加州では財政難が深刻化し、赤字財政の解消を目的に教育予算は減らされ、授業料の引き上げや教職員の解雇、クラスや各種教育プログラムの削減などが行われてきた。こうした事態の中で教育予算が学長宅の改築工事にも充てられていた。
残る12校の学長は各自が所有する自宅に住んでいるが、その一方で年間およそ5万ドルから6万ドルの住宅手当を受け取っているという。
改築費用の中には公的資金だけでなく、民間からの寄付金も含まれているが、今年度だけで7億5000万ドルの州教育予算が使われ、このままいけば来年度にはさらに2億5000万ドルが改築費用として消えていくとされている。この費用は、年間で153人に対する奨学金、または183クラス分の授業数に相当する。

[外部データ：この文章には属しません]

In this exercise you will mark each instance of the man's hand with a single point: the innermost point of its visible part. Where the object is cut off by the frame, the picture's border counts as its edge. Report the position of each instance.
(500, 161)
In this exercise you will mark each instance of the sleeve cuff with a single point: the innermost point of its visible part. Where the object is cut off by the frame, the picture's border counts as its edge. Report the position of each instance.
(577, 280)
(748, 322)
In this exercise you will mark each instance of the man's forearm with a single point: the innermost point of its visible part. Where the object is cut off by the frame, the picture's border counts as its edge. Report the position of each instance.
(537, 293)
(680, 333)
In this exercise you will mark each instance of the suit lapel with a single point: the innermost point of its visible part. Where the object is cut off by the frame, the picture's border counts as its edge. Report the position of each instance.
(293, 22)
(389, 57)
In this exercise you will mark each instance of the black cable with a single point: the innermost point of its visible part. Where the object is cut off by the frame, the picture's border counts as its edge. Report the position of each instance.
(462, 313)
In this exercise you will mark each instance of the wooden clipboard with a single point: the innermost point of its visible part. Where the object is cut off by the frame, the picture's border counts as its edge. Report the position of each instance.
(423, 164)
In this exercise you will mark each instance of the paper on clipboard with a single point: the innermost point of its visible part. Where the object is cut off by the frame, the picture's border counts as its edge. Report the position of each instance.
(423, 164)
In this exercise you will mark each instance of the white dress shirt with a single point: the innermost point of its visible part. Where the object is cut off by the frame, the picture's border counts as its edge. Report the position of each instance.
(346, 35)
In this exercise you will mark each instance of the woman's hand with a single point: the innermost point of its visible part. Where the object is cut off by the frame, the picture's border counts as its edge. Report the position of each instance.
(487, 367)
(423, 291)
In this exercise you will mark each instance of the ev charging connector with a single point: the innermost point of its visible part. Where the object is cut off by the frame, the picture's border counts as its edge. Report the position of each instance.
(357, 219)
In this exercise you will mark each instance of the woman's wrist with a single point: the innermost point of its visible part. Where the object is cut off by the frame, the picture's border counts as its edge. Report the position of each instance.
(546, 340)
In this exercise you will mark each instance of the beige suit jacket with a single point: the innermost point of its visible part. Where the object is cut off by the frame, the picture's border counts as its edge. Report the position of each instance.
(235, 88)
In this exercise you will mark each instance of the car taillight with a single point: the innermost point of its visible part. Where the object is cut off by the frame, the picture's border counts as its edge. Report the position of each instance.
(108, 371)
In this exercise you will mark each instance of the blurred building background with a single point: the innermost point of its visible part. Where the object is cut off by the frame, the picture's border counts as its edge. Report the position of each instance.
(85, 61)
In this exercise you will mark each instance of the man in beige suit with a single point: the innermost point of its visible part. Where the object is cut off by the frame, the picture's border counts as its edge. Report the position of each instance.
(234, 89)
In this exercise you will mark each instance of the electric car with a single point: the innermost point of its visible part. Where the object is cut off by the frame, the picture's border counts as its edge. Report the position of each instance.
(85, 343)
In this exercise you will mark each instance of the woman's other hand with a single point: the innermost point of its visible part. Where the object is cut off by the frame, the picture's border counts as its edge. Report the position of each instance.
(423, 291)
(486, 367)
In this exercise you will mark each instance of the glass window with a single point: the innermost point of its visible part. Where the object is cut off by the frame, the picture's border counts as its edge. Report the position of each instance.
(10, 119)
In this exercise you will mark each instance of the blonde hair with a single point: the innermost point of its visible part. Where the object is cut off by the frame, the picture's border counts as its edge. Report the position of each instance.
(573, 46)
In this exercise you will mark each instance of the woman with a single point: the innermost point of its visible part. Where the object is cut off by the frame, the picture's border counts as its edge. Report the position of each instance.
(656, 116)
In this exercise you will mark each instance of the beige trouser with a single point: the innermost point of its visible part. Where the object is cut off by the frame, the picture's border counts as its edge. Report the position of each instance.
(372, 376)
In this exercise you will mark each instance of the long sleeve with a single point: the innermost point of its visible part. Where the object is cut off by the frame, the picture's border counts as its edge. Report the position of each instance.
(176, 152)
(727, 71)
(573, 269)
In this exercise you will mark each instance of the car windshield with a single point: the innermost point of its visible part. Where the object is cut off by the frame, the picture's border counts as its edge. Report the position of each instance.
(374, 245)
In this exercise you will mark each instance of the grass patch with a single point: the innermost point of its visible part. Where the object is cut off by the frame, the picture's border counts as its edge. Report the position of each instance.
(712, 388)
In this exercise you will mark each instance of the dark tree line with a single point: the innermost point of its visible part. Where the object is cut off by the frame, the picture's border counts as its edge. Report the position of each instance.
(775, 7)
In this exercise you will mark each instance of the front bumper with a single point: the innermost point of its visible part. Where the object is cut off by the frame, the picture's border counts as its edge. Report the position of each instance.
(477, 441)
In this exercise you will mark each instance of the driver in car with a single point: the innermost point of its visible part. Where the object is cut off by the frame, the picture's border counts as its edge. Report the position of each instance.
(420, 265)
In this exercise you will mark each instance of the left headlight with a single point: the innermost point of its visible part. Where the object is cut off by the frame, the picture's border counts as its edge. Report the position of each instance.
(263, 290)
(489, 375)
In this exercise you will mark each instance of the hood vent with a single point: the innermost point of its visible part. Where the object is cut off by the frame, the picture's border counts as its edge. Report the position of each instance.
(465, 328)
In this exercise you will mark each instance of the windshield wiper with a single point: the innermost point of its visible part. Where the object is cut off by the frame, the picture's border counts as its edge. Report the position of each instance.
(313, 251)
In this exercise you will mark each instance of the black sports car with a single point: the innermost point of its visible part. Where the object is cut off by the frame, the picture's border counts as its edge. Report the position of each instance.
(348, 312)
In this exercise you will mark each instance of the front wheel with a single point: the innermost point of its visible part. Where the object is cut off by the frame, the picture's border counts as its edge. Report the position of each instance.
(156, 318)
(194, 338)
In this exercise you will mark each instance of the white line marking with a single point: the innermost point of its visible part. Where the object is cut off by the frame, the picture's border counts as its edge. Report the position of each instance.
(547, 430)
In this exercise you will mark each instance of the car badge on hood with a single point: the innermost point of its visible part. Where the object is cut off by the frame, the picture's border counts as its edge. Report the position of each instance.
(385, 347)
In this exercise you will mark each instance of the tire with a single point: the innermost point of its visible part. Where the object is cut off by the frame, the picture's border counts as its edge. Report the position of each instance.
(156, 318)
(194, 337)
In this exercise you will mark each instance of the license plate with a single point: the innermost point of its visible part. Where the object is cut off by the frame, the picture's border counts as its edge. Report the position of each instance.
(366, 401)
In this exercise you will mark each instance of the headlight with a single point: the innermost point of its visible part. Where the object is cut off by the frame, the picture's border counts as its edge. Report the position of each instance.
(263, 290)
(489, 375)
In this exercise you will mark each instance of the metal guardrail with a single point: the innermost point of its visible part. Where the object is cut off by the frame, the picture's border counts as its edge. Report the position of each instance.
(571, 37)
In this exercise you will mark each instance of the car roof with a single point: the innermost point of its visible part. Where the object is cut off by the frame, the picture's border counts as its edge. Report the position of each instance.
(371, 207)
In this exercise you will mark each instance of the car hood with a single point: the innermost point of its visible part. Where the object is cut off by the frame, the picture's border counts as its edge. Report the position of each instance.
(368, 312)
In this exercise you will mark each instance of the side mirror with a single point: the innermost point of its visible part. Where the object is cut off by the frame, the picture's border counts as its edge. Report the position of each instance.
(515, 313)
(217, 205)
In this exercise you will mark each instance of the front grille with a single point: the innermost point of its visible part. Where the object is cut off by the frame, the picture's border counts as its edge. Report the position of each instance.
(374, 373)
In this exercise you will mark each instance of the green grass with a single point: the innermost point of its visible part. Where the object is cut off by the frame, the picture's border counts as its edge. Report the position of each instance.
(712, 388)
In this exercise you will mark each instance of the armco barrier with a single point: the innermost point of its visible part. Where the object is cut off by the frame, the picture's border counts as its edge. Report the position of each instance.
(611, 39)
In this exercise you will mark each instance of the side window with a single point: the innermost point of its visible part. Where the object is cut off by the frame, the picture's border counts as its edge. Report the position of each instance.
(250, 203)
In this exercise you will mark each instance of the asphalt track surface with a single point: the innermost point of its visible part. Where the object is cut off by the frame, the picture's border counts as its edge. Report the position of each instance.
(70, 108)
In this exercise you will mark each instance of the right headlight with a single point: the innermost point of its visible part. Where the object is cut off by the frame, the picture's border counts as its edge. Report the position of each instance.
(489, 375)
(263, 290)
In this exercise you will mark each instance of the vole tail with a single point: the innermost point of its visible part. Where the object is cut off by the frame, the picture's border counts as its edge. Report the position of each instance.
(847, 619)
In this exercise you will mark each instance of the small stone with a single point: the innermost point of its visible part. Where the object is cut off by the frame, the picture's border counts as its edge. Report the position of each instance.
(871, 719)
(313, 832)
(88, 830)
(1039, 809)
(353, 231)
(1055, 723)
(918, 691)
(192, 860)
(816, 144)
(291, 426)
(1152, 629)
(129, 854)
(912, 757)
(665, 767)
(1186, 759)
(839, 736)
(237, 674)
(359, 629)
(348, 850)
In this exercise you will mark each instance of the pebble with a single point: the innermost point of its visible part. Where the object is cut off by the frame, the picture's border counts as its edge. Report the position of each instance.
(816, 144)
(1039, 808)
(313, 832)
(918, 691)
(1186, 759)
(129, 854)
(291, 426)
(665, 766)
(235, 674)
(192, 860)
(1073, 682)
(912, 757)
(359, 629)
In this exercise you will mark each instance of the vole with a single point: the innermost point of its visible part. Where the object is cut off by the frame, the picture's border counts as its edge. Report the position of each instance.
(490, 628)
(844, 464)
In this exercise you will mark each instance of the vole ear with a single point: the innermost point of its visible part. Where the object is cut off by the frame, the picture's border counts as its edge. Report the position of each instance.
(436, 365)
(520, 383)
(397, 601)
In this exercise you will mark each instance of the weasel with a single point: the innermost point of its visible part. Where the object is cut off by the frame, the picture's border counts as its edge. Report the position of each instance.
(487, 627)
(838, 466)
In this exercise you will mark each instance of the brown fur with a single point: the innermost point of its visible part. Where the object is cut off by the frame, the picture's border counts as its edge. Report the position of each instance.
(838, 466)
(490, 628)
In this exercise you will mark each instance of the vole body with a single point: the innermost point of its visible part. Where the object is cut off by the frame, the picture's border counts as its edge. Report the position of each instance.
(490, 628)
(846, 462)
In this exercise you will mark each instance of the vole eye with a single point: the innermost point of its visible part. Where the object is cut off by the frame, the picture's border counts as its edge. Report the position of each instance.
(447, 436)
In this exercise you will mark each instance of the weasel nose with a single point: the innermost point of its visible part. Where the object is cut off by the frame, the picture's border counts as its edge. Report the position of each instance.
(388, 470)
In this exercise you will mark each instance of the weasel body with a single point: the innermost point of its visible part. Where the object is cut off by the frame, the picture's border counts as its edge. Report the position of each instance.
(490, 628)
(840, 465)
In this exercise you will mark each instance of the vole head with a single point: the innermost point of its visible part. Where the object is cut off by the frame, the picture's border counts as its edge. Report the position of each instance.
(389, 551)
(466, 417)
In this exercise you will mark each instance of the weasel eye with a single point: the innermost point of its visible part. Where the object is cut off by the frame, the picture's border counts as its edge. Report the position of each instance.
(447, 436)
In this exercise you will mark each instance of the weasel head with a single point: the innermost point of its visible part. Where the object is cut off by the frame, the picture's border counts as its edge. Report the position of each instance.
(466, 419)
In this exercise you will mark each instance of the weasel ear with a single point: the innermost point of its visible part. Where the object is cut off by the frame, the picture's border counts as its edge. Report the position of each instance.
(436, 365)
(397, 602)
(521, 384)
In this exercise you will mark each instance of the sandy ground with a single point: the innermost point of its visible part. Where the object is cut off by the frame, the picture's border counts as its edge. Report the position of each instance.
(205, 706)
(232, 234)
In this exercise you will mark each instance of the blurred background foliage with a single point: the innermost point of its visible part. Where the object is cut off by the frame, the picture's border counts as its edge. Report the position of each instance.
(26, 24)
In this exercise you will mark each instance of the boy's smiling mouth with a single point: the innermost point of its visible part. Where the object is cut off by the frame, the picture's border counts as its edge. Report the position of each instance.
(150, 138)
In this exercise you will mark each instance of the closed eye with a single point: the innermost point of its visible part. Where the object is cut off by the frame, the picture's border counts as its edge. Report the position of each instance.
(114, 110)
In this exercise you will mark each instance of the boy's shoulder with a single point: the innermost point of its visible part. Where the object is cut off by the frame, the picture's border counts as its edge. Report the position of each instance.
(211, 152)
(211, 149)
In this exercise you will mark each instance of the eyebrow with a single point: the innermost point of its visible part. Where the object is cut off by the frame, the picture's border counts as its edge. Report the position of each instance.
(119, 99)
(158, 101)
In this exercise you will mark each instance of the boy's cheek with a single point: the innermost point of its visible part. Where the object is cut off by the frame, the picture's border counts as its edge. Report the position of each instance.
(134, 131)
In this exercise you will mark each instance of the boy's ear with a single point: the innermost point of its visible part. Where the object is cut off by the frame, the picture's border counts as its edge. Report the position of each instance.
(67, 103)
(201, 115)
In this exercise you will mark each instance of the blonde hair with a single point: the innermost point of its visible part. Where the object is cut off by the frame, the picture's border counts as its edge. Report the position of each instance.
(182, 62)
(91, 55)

同大学機構の広報担当者は、「学長宅は数百人の招待客を招いて行われる資金集めイベントの会場となるため、改築工事は避けられない」とし、必要性を訴えた。
CSUサンディエゴ校のエリオット・ハーシュマン学長は大学所有の邸宅に住み、基本給40万ドルのほか、改築費として25万7000ドルが支給された。邸宅で催される資金集めのキャンペーンイベントでは1週間でおよそ100万ドルを集め、自費およそ10万ドルをキャンペーンに投資したという。
サンディエゴ校のほか、改築工事が行われた学長宅はサンルイオビスポ校、ノースリッジ校、フラトン校の計4校。
加州教職員連合の代表者は、貴重な州予算を改築費用に使うのではなく、大学所有の学長宅を売却してでも教育予算を捻出すべきだと主張している。